Lastly, again there was the issue of not quite understanding how much of the display had been reconstructed. All of the partially excavated statues we saw were in shambles – many broken into dozens of smaller pieces. At the back of the main pit is an active dig site and you can watch soldiers get reconstructed from the found fragments. To my untrained eye, the soldiers that they’ve reassembled look identical to those featured in the front of the pit. Again, I don’t know why, but I want to know what’s truly original and what’s an attempt to recreate the past.
I’ve been meaning to look for a good article on these statues – I’m sure there’s a debate among archaeologists over how best to preserve and display such relics. I think there’s a reason why you don’t see Greek statues with newly mounted arms on display in The Met.

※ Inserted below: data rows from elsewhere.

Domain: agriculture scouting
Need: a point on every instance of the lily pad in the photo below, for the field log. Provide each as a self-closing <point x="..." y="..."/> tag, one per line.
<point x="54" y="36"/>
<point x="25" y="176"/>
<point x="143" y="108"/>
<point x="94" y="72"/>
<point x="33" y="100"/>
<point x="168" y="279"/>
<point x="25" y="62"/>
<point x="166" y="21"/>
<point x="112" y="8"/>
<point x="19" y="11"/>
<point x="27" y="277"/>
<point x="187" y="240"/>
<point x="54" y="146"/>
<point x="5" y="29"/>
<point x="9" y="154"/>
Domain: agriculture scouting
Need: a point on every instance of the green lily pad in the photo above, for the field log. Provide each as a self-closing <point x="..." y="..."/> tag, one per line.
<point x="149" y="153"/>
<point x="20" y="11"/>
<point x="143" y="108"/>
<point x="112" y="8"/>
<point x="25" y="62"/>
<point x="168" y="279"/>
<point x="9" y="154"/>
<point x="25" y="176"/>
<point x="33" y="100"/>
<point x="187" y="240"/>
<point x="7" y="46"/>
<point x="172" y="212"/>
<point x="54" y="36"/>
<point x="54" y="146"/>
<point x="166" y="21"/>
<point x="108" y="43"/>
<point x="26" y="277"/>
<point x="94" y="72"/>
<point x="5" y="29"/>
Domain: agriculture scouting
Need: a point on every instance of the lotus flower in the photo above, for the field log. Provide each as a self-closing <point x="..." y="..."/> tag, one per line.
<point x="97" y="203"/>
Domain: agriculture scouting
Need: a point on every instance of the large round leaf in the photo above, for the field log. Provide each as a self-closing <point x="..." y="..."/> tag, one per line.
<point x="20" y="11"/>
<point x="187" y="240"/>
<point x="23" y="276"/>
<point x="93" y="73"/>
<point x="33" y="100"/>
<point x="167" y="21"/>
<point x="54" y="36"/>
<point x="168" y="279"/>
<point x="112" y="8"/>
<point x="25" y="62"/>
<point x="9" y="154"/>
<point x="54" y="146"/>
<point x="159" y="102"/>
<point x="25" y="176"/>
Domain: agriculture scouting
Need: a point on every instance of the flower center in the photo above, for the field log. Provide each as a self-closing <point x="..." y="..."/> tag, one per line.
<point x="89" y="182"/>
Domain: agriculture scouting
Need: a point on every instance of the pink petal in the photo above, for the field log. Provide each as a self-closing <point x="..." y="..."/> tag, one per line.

The other highlight of Xi’an was the Muslim Street. Great string of vendors selling all sorts of nuts, dried fruits, fried everything, and noodles. We watched a guy slapping around some big noodles – I believe the name was Bien Bien Mien – which were as delicious as they were entertaining.
I’m behind. Since leaving Xi’an we spent four days in Beijing, then my parents and Carrie flew home and Mike and I flew south to Yunnan province. We did three days hiking through the Tiger Leaping Gorge and today we’re headed to Dali. Dali sounds like a backpackers paradise – with an American diner and all – which I’m very much ok with at this point.